In the current study, we performed comprehensive bioinformatics analyses to demonstrate the functional importance of the CAD-associated super enhancer SNPs. However, the databases used in these bioinformatics analyses are specialized, and we only focus on SNPs from the 1000 genomes project with MAF > 0.001. We admit that a number of known variants satisfying the MAF criterion are missing in our analysis. In additional, the results of functional annotation exclusively depend on computationally predicted regulation features, model and algorithm selection wherefore is critical for these kind of analysis. For example, the reliability of the transcription factor binding site predicted by SNP2TFBS is a function of the accuracy of the PWM model which is less accurate than recently proposed approaches [31]. Further, genomic sequence with higher affinity to a transcription factor is often insufficient for in vivo binding.
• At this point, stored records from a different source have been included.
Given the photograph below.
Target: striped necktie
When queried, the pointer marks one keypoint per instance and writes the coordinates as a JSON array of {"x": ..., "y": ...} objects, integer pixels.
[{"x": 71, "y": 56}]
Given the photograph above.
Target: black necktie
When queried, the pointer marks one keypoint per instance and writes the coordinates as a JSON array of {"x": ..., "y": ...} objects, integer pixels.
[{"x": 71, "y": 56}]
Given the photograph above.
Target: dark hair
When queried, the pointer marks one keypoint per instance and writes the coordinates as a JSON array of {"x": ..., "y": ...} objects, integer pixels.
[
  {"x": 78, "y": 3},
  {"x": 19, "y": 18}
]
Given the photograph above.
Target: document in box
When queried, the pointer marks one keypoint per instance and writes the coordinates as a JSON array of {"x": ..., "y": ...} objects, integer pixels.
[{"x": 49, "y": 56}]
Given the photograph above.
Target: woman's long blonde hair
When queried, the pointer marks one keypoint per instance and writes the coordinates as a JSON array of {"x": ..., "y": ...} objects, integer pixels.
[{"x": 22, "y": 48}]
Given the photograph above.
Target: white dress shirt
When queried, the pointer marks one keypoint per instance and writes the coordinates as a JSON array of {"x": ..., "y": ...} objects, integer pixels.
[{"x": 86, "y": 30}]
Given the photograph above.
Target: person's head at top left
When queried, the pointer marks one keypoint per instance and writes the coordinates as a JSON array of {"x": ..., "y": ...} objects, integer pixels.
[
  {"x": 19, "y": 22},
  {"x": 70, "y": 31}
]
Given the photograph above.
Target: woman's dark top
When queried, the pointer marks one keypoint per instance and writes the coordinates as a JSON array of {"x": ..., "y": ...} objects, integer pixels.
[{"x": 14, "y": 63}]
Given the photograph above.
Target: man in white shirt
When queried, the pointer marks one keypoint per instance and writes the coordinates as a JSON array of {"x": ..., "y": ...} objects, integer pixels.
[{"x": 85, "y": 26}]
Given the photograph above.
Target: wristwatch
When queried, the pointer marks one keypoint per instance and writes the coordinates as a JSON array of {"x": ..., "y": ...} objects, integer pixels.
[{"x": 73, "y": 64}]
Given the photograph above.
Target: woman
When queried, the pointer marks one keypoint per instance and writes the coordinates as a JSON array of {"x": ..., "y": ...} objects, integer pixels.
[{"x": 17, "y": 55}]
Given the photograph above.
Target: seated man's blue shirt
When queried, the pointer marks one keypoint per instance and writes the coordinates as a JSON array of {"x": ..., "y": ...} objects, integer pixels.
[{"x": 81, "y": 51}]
A number of other factors may impact on binding such as chromatin accessibility [62]. Therefore, the functional importance of these candidate CAD-associated super enhancer SNPs may be overshadowed, further experiment validation should be conduct to confirm the functional mechanism of these candidates on CAD.

In conclusion, by integrating CAD GWAS and histone modification ChIP-seq data, we identified several CAD-associated super enhancer SNPs. Comprehensive bioinformatics analyses shed light on the SNPs located in super enhancer may a novel paradigm for the pathogenesis of CAD.